Data Quality Dimensions and Business Intelligence

Posted by natasha on November 11, 2015 Data Analytics, Data Governance

It Takes More Than Just Data to Run a Business

To be successful at running a business you need to use data to make important decisions. You go through a continual process of collecting, updating, and creating data in order to have the insights that help you grow and succeed. The quality of the data your company uses is essential to the reliability of your business analytics and business intelligence.

Your business intelligence system should allow the decision makers to gain better insight into the business in order to make reliable decisions faster and better. While your business intelligence system should make it easier to analyze your data, simply having data is not enough to make those important decisions. The quality of the data is just as, if not more, important than the data itself.

Data is Never 100% Clean

Data quality problems can arise from a number of sources, such as a database consolidation or human error. If your data is unreliable you may need to consider a data cleaning or data scrubbing process. This may involve identifying incomplete, incorrect, inaccurate, irrelevant data and replacing, modifying or deleting this data.

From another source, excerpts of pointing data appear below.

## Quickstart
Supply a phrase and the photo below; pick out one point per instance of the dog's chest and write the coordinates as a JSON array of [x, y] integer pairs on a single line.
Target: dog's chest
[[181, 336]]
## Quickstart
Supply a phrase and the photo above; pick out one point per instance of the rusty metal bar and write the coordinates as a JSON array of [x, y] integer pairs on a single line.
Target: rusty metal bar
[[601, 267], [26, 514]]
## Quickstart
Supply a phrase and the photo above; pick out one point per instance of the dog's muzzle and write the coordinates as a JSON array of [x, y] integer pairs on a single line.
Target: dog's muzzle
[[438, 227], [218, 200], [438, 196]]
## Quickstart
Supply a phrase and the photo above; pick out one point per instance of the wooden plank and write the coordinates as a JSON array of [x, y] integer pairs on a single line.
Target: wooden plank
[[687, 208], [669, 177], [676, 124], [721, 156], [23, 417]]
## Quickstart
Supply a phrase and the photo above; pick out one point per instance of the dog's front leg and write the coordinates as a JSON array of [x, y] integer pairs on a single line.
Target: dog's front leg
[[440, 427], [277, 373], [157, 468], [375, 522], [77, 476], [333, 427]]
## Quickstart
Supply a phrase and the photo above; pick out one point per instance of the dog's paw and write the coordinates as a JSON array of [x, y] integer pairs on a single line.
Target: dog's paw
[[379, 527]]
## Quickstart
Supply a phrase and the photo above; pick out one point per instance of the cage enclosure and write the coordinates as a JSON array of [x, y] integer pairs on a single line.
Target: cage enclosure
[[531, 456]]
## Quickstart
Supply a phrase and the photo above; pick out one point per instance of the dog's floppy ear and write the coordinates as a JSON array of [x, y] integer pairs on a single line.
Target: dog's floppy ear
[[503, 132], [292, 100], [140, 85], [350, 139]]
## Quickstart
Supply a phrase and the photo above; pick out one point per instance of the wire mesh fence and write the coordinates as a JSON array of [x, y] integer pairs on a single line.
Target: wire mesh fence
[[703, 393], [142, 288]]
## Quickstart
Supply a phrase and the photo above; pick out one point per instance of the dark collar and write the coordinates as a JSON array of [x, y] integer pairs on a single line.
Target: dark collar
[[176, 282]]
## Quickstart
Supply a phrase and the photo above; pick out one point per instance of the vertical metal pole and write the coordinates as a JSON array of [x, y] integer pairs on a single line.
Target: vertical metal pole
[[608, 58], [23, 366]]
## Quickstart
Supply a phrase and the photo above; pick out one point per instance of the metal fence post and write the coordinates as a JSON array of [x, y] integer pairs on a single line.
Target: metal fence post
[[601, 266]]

The goal of data cleaning is to improve the quality of data to make it fit for use. Your data will never be 100% clean. But if the data doesn’t mean what you think it does, you may need to use a data cleaning process.

The Six Data Quality Dimensions

Understanding the key data quality dimensions will help assess your data as well as determine the scope of your data quality root causes and if you need to go through data cleaning.

According to SmartBridge the six dimensions of data quality are:

Completeness

Are critical data values missing? A database with missing data values is not unusual, but when the information missing is critical, then completeness is an issue. If a customer’s first name and last name are mandatory but the job title is optional, a record can be considered complete even if a job title is not available.

Is your data missing values?

Is your data missing values?

Conformity

Is the data following standard data definitions? For example, are dates in a standard format? Maintaining conformity to standard formats are important to maintaining consistent structure and nomenclature for sharing and internal data management.

Accuracy

Is the data accurate to the “real-world” values expected? Incorrect spellings, misplaced decimals, untimely or out of date data can lead to inaccurate analysis. If the sales from a customer are not the true sales or the email address of a contact is misspelled, the data is not accurate.

Are your data values correct?

Are your data values correct?

Timeliness

Is the data available when expected and needed? Timeliness depends on the user’s expectations and needs. If tracking information is delayed or a customer’s purchasing information is not updated in real-time then the timeliness could be an issue.

Consistency

Does the data across several systems reflect the same information? If data is reported across multiple systems, it should have the same information. If one database reports a customer’s account as active, while another reports the account as closed, the data set is not consistent.

Integrity

Is the data valid across the relationships and can all the data in a database be traced and connected? For example, in a customer database there should be a valid customer/sales relationship. If there are sales data without a customer then that data is not valid and is an orphaned record. The inability to link related records may introduce duplication across your systems.